Caso Del Turco: l'ultima farabuttata della presidenza del Senato

“Ottaviano Del Turco è affetto da Malattia di Alzheimer di grado severo con componente cerebrovascolare e Parkinsonismo vascolare secondario grave”.

Il decreto di nomina di Guido Del Turco ad ‘amministratore di sostegno’ del padre, ex governatore della Regione Abruzzo, emesso dal Tribunale di Avezzano, spiega quanto emerso dall’istruttoria che conferisce l’incarico al figlio Guido. Il giudice tutelare, Fedora Volpe, citando il quadro clinico fornito dalla Asl 1 Avezzano-Sulmona-L’Aquila, Clinica neurologica, aggiunge che le conseguenze di tale condizione di gravità.

“Un altrettanto grave deficit del linguaggio che impedisce la costruzione di espressioni verbali con coinvolgimento del versante espressivo nonché quello della comprensione delle domande alle quali non è in grado di rispondere ancor meno con senso compiuto”.

Si parla inoltre di:

“grave deficit della memoria sia a breve che a lungo termine ad eccezione di una residuale frammentaria memoria autobiografica molto remota“. “Ma senza estendersi al riconoscimento dei suoi familiari che infatti non riconosce più”.

La vicenda Del Turco

A dicembre scorso Palazzo Madama congelò i 5.500 euro percepiti ogni mese da Ottaviano del Turco. L’ex governatore abruzzese, condannato per induzione indebita, oggi non vive, però, una vita serena.

Quando divenne presidente della Regione Abruzzo cadde sotto il fuoco delle cliniche private e di qualche magistrato. Del Turco fu accusato di associazione a delinquere. Fu gettato in carcere per mesi. Le prove non c’erano. Oggi Del Turco non saprà mai se il nuovo processo ci sarà davvero e se finalmente potrà ottenere l’assoluzione. Semplicemente perché la lunga vicenda giudiziaria lo ha logorato. Oggi è chiuso in casa, è malato di cancro, di parkinson e di alzheimer. Non ragiona più. Non riconosce nemmeno i suoi familiari. Del Turco ha pagato una colpa che non ha commesso.

Qualche giorno dopo la revoca del vitalizio, arrivò dall’ufficio di presidenza del Senato la sospensione per un mese della revoca del vitalizio ad Ottaviano Del Turco. Ad annunciarlo la presidente di Palazzo Madama Elisabetta Casellati che, dopo le numerose proteste, convocò una riunione ad hoc dell’Ufficio di presidenza per esaminare la questione. Casellati dichiarò che lo stop temporaneo sarebbe servito per acquisire documenti sulla vicenda.

Il nuovo attacco della presidenza del Senato a Del Turco

“Occorre sempre avere il massimo rispetto verso l’alta istituzione del Senato e del suo ufficio di Presidenza. In qualità di amministratore di sostegno ricorreremo con l’avvocato Paniz presso la commissione contenziosa“. Così il figlio di Del Turco, Guido.
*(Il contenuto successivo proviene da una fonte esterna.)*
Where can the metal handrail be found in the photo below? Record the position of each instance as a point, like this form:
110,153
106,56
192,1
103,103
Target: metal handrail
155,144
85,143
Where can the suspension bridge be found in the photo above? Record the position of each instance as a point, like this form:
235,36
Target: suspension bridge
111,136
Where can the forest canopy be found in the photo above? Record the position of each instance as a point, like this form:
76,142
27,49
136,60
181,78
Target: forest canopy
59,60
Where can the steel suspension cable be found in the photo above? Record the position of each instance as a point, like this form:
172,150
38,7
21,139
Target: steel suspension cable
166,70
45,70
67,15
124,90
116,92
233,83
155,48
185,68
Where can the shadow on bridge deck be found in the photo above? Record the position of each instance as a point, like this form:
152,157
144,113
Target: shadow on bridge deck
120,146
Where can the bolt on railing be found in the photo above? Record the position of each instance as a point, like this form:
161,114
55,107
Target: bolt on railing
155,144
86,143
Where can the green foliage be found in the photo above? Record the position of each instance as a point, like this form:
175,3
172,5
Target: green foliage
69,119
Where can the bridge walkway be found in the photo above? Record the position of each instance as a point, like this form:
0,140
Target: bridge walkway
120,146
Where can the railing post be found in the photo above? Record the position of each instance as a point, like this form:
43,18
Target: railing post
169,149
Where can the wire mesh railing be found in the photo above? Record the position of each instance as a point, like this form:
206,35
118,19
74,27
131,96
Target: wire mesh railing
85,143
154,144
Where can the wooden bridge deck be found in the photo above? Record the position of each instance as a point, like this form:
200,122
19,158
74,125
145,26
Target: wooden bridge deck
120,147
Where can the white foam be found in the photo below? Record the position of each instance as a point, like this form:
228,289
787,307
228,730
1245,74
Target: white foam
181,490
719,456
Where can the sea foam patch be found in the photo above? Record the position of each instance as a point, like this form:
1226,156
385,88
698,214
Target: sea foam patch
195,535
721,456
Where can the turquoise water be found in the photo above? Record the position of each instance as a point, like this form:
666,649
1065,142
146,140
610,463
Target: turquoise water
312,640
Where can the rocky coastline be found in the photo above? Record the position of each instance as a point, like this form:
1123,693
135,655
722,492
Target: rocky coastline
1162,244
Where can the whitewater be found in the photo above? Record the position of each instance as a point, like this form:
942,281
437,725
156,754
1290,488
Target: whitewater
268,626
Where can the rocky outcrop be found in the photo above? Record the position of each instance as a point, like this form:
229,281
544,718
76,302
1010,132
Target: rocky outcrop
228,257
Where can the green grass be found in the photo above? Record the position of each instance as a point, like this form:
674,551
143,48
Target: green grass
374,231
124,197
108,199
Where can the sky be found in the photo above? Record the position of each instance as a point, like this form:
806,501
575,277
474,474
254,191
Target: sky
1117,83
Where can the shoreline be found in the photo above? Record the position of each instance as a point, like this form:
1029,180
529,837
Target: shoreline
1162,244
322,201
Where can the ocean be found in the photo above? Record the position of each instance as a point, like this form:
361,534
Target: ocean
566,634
“Desta grande perplessità il fatto che per togliere a mio padre quella che è a tutti gli effetti la pensione, il Senato della Repubblica abbia atteso la mia nomina dal tribunale di Avezzano, esempio raro di efficienza visto che in soli 15 giorni e con due udienze sono stato nominato a curare gli interessi di mio padre“, dice amaro il figlio dell’ex leader del Psi. “Ora che sono amministratore di sostegno, dunque il Senato decide di togliere proprio ciò che dovevo sostenere. Incomprensibile. Si accaniscono così contro un malato di Alzheimer. Continuerò a lottare affinché o prima o poi emerga la verità sull’inchiesta ‘sanitopoli’ e affinché al Senato vengano riconosciuti i diritti di un uomo che per oltre 20 anni ha servito le Istituzioni del paese“, conclude Guido Del Turco.

In sostanza, dunque, la Casellati si è piegata al ‘ricatto’ dei 5 stelle e ha tolto la pensione a Ottaviano Del Turco.

Alzheimer, Parkinson e tumore non è bastato alla Casellati per invocare pietà umana per un uomo che, tra l’altro, ha segnato la storia della politica e delle lotte sindacali italiane.